You may be surprised to learn student loan debt relief isn’t always a fantasy.

The most happy-tear-inducing programs will grant loan forgiveness immediately. Only a tiny percentage of borrowers can catch that kind of magic.

Many other programs can help alleviate your student debt load as well. Income-based or occupation-specific programs can help if you have the patience to apply and follow through.student loan forgiveness

How To Get Student Loan Forgiveness

For this post, I’m assuming your student loans are issued by the federal government because forgiveness programs for private student debt are few and far between.

While some state and local programs may allow for the forgiveness of private student loans, the vast majority of the federal programs listed below require the Department of Education to issue your student loans.

Depending on your situation, you may qualify for one of several student debt relief programs based on either your income, your occupation, or the professional needs of your community.

Student Loan Forgiveness, Discharge, and Cancellation

Student debt relief can happen through loan forgiveness, loan discharge, or loan cancelation.

If you’re getting help from overwhelming student debt, you probably won’t care much whether your loans have been forgiven, canceled, or discharged.

But these terms can make a difference as you apply for student loan relief:

Student Loan Forgiveness:

Designed to encourage students to enter specific professions such as teaching or other public service sectors. The federal government also can eventually forgive debt after 20 or 25 years of making payments based on your income. In many cases, forgiven debt is considered taxable income by the IRS.

Student Loan Discharge:

More likely to happen if your university closes or defrauds you or if you become disabled.

Student Loan Cancellation:

Your debt is gradually reduced each year you work in a specific profession such as teaching, most likely when you have Perkins loans, which stopped being issued in 2017.

Student Loan Repayment:

This is similar to forgiveness. Your employer or the organization providing the debt relief will pay on your loan balance for you or provide you with money specifically to pay down your debt.

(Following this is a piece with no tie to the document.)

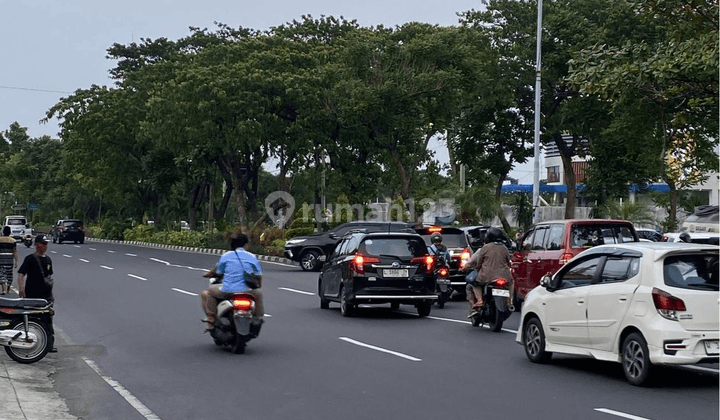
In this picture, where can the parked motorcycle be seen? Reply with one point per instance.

Do I Qualify for Student Loan Forgiveness?

Before getting into the long and ever-growing list of student loan relief programs, let’s start with a general overview of the reasons you may qualify for help.

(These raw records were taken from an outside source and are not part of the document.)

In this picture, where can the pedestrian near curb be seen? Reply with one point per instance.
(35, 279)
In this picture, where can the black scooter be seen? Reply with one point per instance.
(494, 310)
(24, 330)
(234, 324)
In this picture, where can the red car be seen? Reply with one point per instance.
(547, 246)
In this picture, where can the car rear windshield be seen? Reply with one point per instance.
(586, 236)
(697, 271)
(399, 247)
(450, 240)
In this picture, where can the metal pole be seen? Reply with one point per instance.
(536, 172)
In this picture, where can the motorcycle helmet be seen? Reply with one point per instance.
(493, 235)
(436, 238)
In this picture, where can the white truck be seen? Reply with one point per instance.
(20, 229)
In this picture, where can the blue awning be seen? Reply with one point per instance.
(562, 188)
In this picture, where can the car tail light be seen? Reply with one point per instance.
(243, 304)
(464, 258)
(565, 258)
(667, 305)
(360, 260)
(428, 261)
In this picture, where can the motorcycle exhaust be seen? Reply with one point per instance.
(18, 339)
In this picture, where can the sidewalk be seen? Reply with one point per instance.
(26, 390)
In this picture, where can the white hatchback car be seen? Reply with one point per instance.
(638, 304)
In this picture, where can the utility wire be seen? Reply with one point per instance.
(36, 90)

You’ll have an easier time qualifying for student debt relief if:

Your School Closes

You can seek student loan forgiveness if your school closes while you’re a student. It doesn’t matter if you’re on a leave of absence or not as long as it was previously approved. You can even qualify for Closed School Discharge if you withdrew from school in the past 120 days.

It’s sad when a school closes. It’s even worse if your school has defrauded you — whether they closed afterward or not.

If your school lied to you about your academic program or violated state laws while processing your student loans, you may qualify for Borrower Defense. This is a forgiveness program even though you’ll often see it without the word “forgiveness” in the title.

The remaining two programs which can erase your student debt due to actions by your school are False Certification Discharge and Unpaid Refund Discharge. You’re eligible for False Certification Discharge when your school lied about your eligibility for student loans. You’re eligible for Unpaid Refund Discharge when you withdraw from school, but your school never refunds the money to the federal government.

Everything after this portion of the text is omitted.